¿Cómo explicar la incontenible ola de actos criminales en Estados Unidos? Es una pregunta que se hacen quienes han perdido seres queridos en las más de 693 balaceras que han ocurrido tan sólo durante el año pasado. El problema es grave, pero cuando 19 niños de apenas 7 a 11 años y dos maestras fueron las víctimas, como aconteció en una escuela primaria de Texas, no hay explicación alguna que atenúe el inmenso dolor de padres, hermanos familiares y amigos en un día que será sombrío para siempre. En lo que va del año, 27 tiroteos han tenido como escenario centros educativos.
En 2020, aproximadamente 45 mil personas murieron o fueron heridas por armas de fuego; de ellas, 5 mil fueron niños y jóvenes (cifras del Pew). En lo que va de 2022, unas 17 mil personas de todas las edades han sido víctimas de la violencia armada (Gun Violence Archive). Estados Unidos encabeza por mucho el número de incidentes con armas de fuego entre los países desarrollados. La estadística es horrenda, pero en el fondo hay algo peor: los asesinatos masivos se han vuelto costumbre en una nación incapaz de detenerlos. Las causas son múltiples y diversas: desequilibrio mental, revanchas gansteriles, racismo, drogadicción, etcétera. En las encuestas de opinión, la criminalidad encabeza una de las principales preocupaciones y malestares de los ciudadanos.
En un país en el que la división social es tan profunda, más allá de soluciones, se busca explotar políticamente esas matanzas y el villano favorito es el presidente. Se le acusa de incapacidad de detener la violencia e incluso de atizarla, cuando declara que una de las causas de la violencia armada se refiere a las bandas criminales de supremacistas blancos y facciones racistas incrustadas en la sociedad. Es muy posible que esa sea sólo una de las causas, pero cada vez son más quienes coinciden que es el libertinaje en el trasiego de armas que muchos estadunidenses defienden como un derecho labrado en piedra en su Constitución. Los argumentos son bien conocidos y no hay que repetirlos; se sustentan en la famosa Segunda Enmienda constitucional que, en una coyuntura específica en condiciones históricas totalmente diferentes a las actuales, estableció el derecho a comprar y portar armas sin ninguna restricción.
Se creyó que la gravedad del problema había llegado a su límite cuando en 1999 fueron masacrados 24 estudiantes en Colorado, o el día en que 20 niños y seis adultos corrieron la misma suerte en 2012 en una primaria de Connecticut; o en 2017, cuando un individuo asesinó a 58 personas desde la ventana de un hotel en Nevada.
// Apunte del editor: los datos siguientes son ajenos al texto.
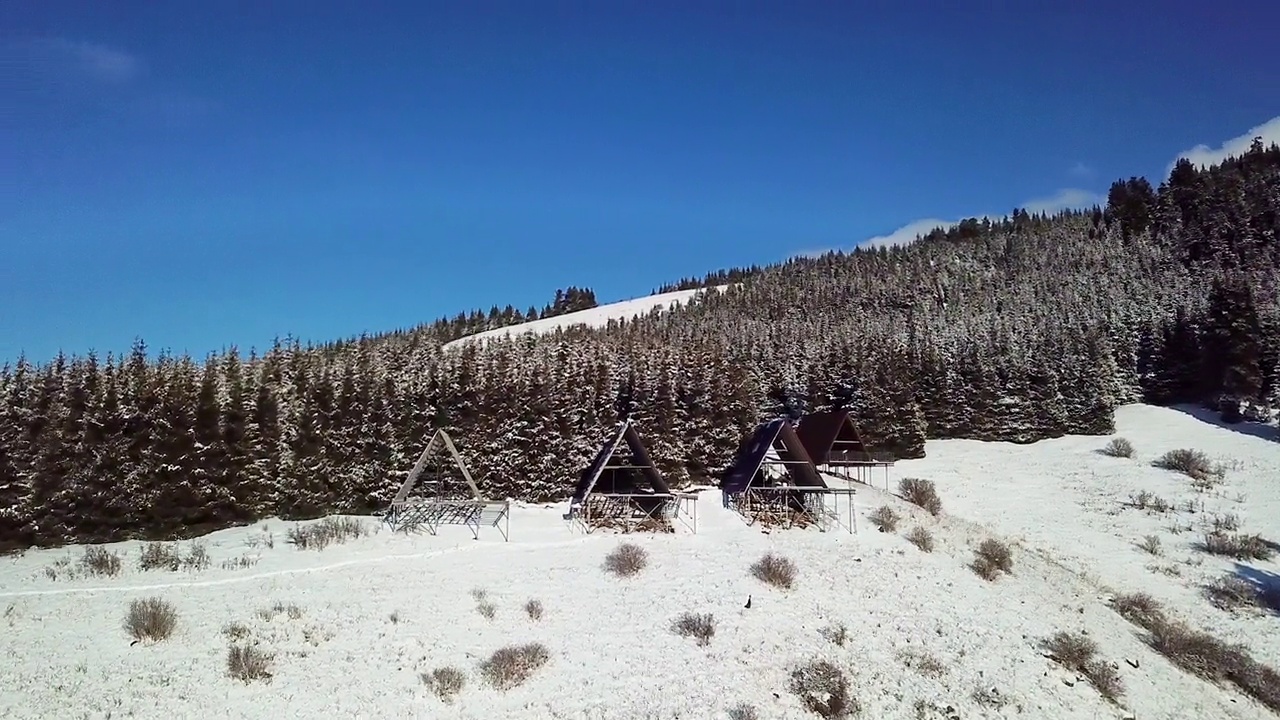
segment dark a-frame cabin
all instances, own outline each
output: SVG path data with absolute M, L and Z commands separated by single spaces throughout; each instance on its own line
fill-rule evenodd
M 725 504 L 750 523 L 825 530 L 830 521 L 839 522 L 838 513 L 827 507 L 827 496 L 842 491 L 827 487 L 785 417 L 756 426 L 725 471 L 720 489 Z
M 895 461 L 893 453 L 868 447 L 848 410 L 809 413 L 801 418 L 796 434 L 813 464 L 826 472 L 869 484 L 871 470 L 883 467 L 888 481 L 889 466 Z
M 569 501 L 569 517 L 581 520 L 588 530 L 612 527 L 624 532 L 672 532 L 671 518 L 677 514 L 680 499 L 685 496 L 671 491 L 649 457 L 635 422 L 625 418 L 614 426 L 595 459 L 578 477 Z

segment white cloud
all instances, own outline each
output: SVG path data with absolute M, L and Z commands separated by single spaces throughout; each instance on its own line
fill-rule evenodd
M 1089 207 L 1094 203 L 1102 202 L 1102 196 L 1089 190 L 1081 190 L 1080 188 L 1063 188 L 1049 197 L 1035 198 L 1022 203 L 1019 207 L 1029 213 L 1045 213 L 1052 215 L 1060 210 L 1069 208 Z M 966 217 L 976 217 L 979 220 L 997 219 L 996 215 L 982 214 L 969 215 Z M 910 245 L 915 242 L 916 237 L 927 235 L 934 228 L 942 228 L 947 230 L 960 224 L 960 220 L 941 220 L 938 218 L 925 218 L 923 220 L 915 220 L 894 230 L 888 235 L 878 235 L 868 238 L 858 243 L 858 247 L 878 248 L 893 247 L 896 245 Z M 813 253 L 811 253 L 813 254 Z M 817 253 L 821 254 L 821 253 Z
M 143 70 L 135 55 L 98 43 L 67 38 L 40 38 L 18 41 L 3 48 L 6 63 L 26 68 L 49 82 L 76 78 L 109 85 L 121 85 L 137 78 Z
M 1078 163 L 1076 163 L 1075 165 L 1072 165 L 1072 166 L 1071 166 L 1071 169 L 1070 169 L 1068 172 L 1069 172 L 1073 177 L 1078 177 L 1078 178 L 1091 178 L 1091 177 L 1093 177 L 1093 168 L 1089 167 L 1088 165 L 1085 165 L 1085 164 L 1084 164 L 1084 163 L 1082 163 L 1082 162 L 1078 162 Z
M 1233 137 L 1216 148 L 1211 148 L 1208 145 L 1197 145 L 1190 150 L 1184 150 L 1178 153 L 1173 162 L 1169 163 L 1169 166 L 1165 168 L 1165 173 L 1168 174 L 1169 171 L 1173 170 L 1173 166 L 1182 158 L 1186 158 L 1191 161 L 1192 165 L 1200 167 L 1216 165 L 1230 155 L 1243 155 L 1256 137 L 1261 137 L 1264 145 L 1280 143 L 1280 116 L 1273 117 L 1249 130 L 1249 132 Z
M 1036 198 L 1022 203 L 1022 209 L 1032 215 L 1036 213 L 1052 215 L 1061 210 L 1089 207 L 1094 203 L 1101 202 L 1102 196 L 1095 192 L 1081 190 L 1080 188 L 1063 188 L 1049 197 Z

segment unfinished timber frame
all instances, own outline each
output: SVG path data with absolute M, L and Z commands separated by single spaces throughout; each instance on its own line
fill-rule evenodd
M 725 506 L 748 525 L 857 531 L 854 488 L 828 487 L 787 418 L 756 426 L 721 483 Z
M 871 450 L 848 410 L 813 412 L 800 420 L 796 434 L 822 472 L 870 485 L 876 468 L 884 468 L 889 489 L 889 468 L 896 462 L 891 452 Z
M 452 459 L 452 465 L 462 474 L 466 483 L 464 497 L 458 497 L 454 487 L 450 487 L 439 472 L 443 469 L 439 453 L 443 450 Z M 426 474 L 428 463 L 437 460 L 437 472 Z M 415 490 L 425 491 L 415 495 Z M 418 456 L 409 476 L 405 478 L 391 501 L 391 507 L 382 516 L 392 530 L 406 532 L 425 528 L 435 535 L 441 525 L 465 525 L 470 528 L 475 539 L 480 539 L 481 527 L 496 528 L 503 540 L 511 539 L 511 502 L 509 500 L 488 500 L 480 494 L 480 488 L 471 477 L 467 463 L 453 439 L 443 428 L 436 430 L 431 441 Z
M 697 495 L 672 492 L 649 458 L 634 422 L 623 419 L 579 478 L 570 520 L 587 532 L 675 532 L 673 520 L 698 531 Z

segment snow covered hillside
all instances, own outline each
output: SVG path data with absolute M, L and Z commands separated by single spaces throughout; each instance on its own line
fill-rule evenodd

Y sólo unos días antes en Buffalo, 10 afrodescendientes fueron victimados en un supermercado por un joven supremacista blanco. Pero ni esas u otras matanzas fueron suficientes para detener los tiroteos. A los reiterados llamados de los ciudadanos exigiendo una ley restrictiva, los fabricantes y vendedores de armas formaron una coalición con sus representantes en el Congreso para boicotearla y avalar que incluso personas de 18 años puedan adquirir pertrechos de alto calibre, como el joven que asesinó a los 19 niños en Texas. El presidente Joe Biden no escatimó palabras para denunciar a quienes se han opuesto a dicha ley, pero en el colmo del cinismo, los que la han rechazado lo culpan hoy de ser incapaz de detener esa violencia. No hay que ser adivino para pronosticar que, desgraciadamente, a la vuelta de la esquina asoma otro tiroteo en el que seres inocentes perderán la vida nuevamente.
No escapa al observador que, a diferencia de otros países en los que gran parte de las matanzas ocurren entre individuos de bandas rivales, en Estados Unidos los ciudadanos indefensos que no militan o pertenecen a ningún grupo o banda delictiva son las víctimas. El gobierno estadunidense emite alertas para evitar viajes a regiones en las que priva la violencia entre bandas rivales. ¿Lo hará también en el caso de aquellos estados de su territorio en donde quienes portan armas tienen libre albedrío para usufructuarlas y asesinar sin razón alguna?